New life for Kitimat on horizon
B.C.'s No. 3 port could become energy hub
CanWest News Service
Sunday, November 18, 2007
Fisherman Charles Wilson is a member of the Haisla First Nation who lives in Kitamaat Village.
The peaceful shoreline along this arm of the Douglas Channel offers few hints of the energy hub it could one day become.
An eagle swoops across the water before perching on one of the piles of driftwood that have washed on the rugged beaches. Farther out, seals can often be seen bobbing among the waves, following schools of salmon.
By next year, the first of several moorings for a terminal to import liquefied natural gas, the first of its kind on Canada's West Coast, could be anchored in this small cove.
As early as 2010, giant tankers will berth at the facility to unload the super-cooled gas destined largely for Alberta's growing oilsands industry thousands of kilometres away.
The project is one of several oil-and-gas proposals for Kitimat, a shrinking community on B.C.'s northwest coast, that could ultimately catapult the province into a new role in the global energy market.
In addition to LNG to feed growing oilsands needs, there are plans to bring at least two oilsands pipelines to this underutilized port that could open shipping routes to new markets such as Asia.
It is raising hopes those projects could eventually form the backbone for a new oil port -- complete with upgraders or refineries -- returning stability to a once-prosperous region.
"This is an exciting time for northwestern B.C.," says Roger Harris, executive director of the Kitimat Port Development Society, a group of local businesses, government officials and First Nations aiming to expand the existing facilities. "It has the potential to bring in new industries not here today."
Kitimat's fortunes have always been tied to Alcan's giant aluminum smelter, first built in the 1950s and the main reason for the community carved out of the rugged terrain that surrounds it.
The plant is still the largest employer in the community, once a model of urban planning designed to support as many as 50,000.
That goal went unrealized.
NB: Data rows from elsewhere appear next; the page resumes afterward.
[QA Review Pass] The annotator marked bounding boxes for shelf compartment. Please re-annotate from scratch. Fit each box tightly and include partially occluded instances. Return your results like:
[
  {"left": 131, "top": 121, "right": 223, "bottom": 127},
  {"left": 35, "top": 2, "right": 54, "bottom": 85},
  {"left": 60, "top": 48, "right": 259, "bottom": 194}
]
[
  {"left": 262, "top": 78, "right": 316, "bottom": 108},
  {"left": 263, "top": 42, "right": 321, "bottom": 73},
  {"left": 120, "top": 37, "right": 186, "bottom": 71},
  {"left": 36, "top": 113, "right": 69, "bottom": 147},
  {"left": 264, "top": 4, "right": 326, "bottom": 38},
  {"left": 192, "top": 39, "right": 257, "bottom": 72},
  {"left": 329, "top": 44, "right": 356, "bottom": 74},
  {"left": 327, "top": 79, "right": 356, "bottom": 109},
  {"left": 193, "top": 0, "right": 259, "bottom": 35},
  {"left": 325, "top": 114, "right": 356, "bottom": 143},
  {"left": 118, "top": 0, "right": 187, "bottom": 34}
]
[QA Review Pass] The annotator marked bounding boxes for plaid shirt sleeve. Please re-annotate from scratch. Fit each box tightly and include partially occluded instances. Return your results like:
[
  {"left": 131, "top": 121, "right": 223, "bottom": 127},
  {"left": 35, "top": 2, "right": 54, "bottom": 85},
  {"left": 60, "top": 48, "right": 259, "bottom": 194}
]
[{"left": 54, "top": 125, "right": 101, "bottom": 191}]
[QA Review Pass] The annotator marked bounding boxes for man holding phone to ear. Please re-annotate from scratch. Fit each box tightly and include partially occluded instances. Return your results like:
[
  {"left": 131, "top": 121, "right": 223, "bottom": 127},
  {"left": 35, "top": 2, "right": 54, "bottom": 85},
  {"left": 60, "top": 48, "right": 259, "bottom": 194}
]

After Alcan's workforce topped out at about 2,700 employees in the 1970s, the company went through a succession of layoffs. Kitimat's residents started to pack up and leave.
The community recorded the largest population drop in Canada in the last census -- falling nearly 13 per cent to below 9,000 people from about 10,285 in 2001.
And a halt to the exodus appears unlikely in the short term. Alcan has proposed a
$2-billion overhaul that would boost production by about 40 per cent, but the upgrades will mean an end to another 500 well-paying jobs, leaving about 1,000.
The district has tried to attract other industries to its deep-water port, also home to EuroCan's pulp-and-paper complex and Methanex, which closed its methanol plant last year.
There are currently more than $15 billion worth of projects -- mostly energy development backed by Calgary-based companies -- proposed for the Port of Kitimat, which is B.C.'s third-largest port, far behind Vancouver and Prince Rupert.
Not all will go ahead. In fact, several have already been postponed or delayed.
Already a year behind schedule, construction on the $700-million LNG plant is tentatively slated to begin for 2008, as the company has yet to secure a supplier.
"Assuming that we can confirm LNG supply, then we'll go ahead with construction next year," said Rosemary Boulton, president of Kitimat LNG, based in Calgary. "In the last 12 to 18 months, the LNG supply has become quite short and that's just due to increasing demand in the Asia market."
Some of the biggest development hopes were pinned on Enbridge's Gateway Project, aimed at opening Canada's oilsands to
China, the world's second-largest energy market. That project was originally expected to start pumping up to 400,000 barrels of oil to the West Coast as early as 2010.
But late last year, the pipeline operator shifted its attention to other proposals to move oilsands production to the southern U.S. and put Gateway on the back burner as interest from Chinese partners ebbed.
The oil-and-gas development is fuelling fears about a proliferation of tanker traffic along the province's coast. Environmental groups argue the massive tankers have no business travelling in the pristine and wildlife-rich waters, which they believe are protected by a more than three-decade-old moratorium on such traffic.
"The primary beneficiary of these projects is not British Columbians -- it's Albertans and Americans," says Will Horter, executive director of the Dogwood Initiative, a Victoria-based activist group that has been leading a petition drive opposing tankers. "We're basically putting the whole coastal economy, in addition to the ecosystem, at risk to benefit other people."
But that sentiment has found less traction along the channel's shores, where the Haisla First Nation is seeking to take part in proposed projects in the hopes of sharing in the economic benefits while gaining some control over the potential environmental impacts.
When its chief, Steve Wilson, looks across the waters at the undeveloped land, he sees a future for his people.
The LNG terminal will be built on land owned by the Haisla. Many of its nearly 1,600 members live in Kitamaat Village, located across the channel's waters. Under the agreement, the band receives a five-per-cent stake in the project and tax revenues, plus employment and contract opportunities.
"What's been happening in the past is we've been kept out of it and the wealth and employment has gone to everybody else," says Wilson. "When I look at it, I see a lot of opportunity."